A kid wearing noise-blocking headphones hit a sizable drum to the beat of the group’s chants: Save our schools! “This is a very, very bad idea,” wrote one child in a letter read aloud to the protesters by his mother.

The Oct. 9 meeting presented the only planned opportunity the board of trustees had to discuss the consolidations. Parents filed into the room from the protest, some taking a seat on the floor. During public comment, several pointed out that the disruptive closures are more likely to tank students’ standardized testing scores than improve them. 

“The draft consolidation plan … pours gasoline on this fire.
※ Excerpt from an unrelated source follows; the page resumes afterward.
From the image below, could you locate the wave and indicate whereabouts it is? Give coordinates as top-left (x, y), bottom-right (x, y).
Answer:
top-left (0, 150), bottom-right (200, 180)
Closures routinely cause a first-year drop in performance, and that’s well documented,” one parent emphasized. 

Parents pointed out several issues with the proposal. One of the foremost: Five schools would become non-zoned dual language or Montessori campuses – how does the district plan to keep these “special” schools open to the local kids who attend them now, rather than just transfer families who can afford to drive across town every day? The district doesn’t plan to provide bus transportation next year for students who stay at their current schools, which would take that choice away from students whose parents work early.

Moreover, “Is the plan assuming that people are widgets, and they will move wherever you put them, and we won’t lose any enrollment?” Trustee Kathryn Whitley Chu asked. 

“Enrollment is already declining,” Superintendent Matias Segura replied. “We’re desperately trying to come up with plans that keep students in AISD. But … something has to give.”

Board President Lynn Boswell asked for data from other districts who have undergone similar consolidations: Will this actually work, and create schools that can and will succeed under the TEA’s standardized test-based accountability system? “We are playing a very high-stakes game,” Boswell said.